Smoking is associated with a dose-dependent compromised reproductive outcome. This is true not only for actively smoking women, but also for non-smoking women with smoking partners or otherwise exposed to a smoking environment.
A problem for analysis is posed by the lack of unanimity concerning the definition of who is a smoker.
EFFECT OF SMOKING ON NATURAL REPRODUCTIVE POTENTIAL.
- Risk of infertility may be twice as high for smokers.
- Need more time to get conceived
- Are less likely to conceive spontaneously
- Higher risk of miscarriage in the first trimester.
- Can reach Menopause a few years earlier.
Importantly, the impact of passive smoking on women’s natural fertility is only slightly less than that of active smoking.
In smoking men, sperm quality and concentration are often found to be reduced. There is also evidence that smoking may lead to DNA damage in sperm. However, data on whether smoking effectively influences male fertility are inconclusive.
It is estimated that most of the reproductive effects of smoking will be reversed after 1 year after cessation.
EFFECT OF SMOKING ON IVF RESULTS:
- Smoking also has a negative influence on IVF outcome
- Smoking women need up to twice the number of IVF cycles to conceive as non-smokers.
- The negative impact of smoking is more marked in older women, which may reflect an accelerating effect on oocyte depletion.
- The effect of smoking on IVF outcome is comparable to an increase in female age with 10-year, more specifically from age 20 to 30 years.

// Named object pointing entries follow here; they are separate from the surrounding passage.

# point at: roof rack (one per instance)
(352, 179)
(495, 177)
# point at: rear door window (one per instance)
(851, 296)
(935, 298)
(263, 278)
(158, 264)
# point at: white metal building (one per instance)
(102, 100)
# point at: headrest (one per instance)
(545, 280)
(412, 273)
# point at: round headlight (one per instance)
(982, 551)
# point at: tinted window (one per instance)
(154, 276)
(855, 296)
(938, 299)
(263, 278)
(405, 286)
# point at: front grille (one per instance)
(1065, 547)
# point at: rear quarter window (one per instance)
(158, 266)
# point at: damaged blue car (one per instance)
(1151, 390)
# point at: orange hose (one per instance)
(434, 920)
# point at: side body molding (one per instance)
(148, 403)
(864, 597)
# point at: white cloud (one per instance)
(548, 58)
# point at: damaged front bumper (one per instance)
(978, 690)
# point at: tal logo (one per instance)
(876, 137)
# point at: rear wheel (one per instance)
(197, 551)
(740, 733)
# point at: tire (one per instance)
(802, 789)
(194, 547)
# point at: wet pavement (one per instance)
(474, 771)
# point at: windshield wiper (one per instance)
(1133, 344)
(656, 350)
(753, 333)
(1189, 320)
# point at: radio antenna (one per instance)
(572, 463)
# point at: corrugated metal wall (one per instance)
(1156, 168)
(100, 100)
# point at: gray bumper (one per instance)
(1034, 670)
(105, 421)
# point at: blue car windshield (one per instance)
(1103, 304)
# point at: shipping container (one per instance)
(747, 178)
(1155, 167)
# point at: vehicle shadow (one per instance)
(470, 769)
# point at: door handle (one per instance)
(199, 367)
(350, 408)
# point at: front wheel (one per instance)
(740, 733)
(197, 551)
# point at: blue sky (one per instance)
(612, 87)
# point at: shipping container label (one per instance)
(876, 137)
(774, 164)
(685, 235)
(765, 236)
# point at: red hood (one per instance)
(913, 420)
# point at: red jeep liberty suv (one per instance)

- A strong relation between the number of smoking years during the women’s life time and her risk of not conceiving through IVF has also been found.
- Although decreases in sperm density and motility and abnormalities in sperm morphology have been observed in men who smoke, available data do not demonstrate conclusively that smoking decreases male fertility.
EFFECT OF SMOKING ON PREGNANCY COMPLICATIONS AND OUTCOMES Smoking during pregnancy is regarded as an important preventable risk factor for an adverse pregnancy outcome.
Higher risks are reported for
- Spontaneous miscarriage,
- Placental complications,
- Fetal growth restriction,
- Preterm birth,
- Stillbirth and
- Early neonatal death.
Several studies have shown that these higher risks are dose-dependent.
They are also open to being reversed (as shown in subsequent pregnancies of the same women) by smoking cessation.
The relation with lower birthweight is a longstanding and consistent finding. Women smoking 10 cigarettes or more per day bear children that on average weigh 200 g less.
EFFECT OF SMOKING ON THE HEALTH OF THE CHILD
- Higher risk of having a child with oral-facial clefts.
- Higher overall risk of having children with congenital abnormalities (Not conclusive).
- Higher risk of Sudden Infant Death Syndrome and of childhood respiratory disorders
- Higher risks of childhood leukaemia and other cancers need further exploration.
- Possible association with behavioural and psychiatric disorders.
- Lower birth weight of infants of smoking mothers may expose them to higher risks of adult disease.
- Possible adverse effect of maternal smoking on semen parameters in male offspring.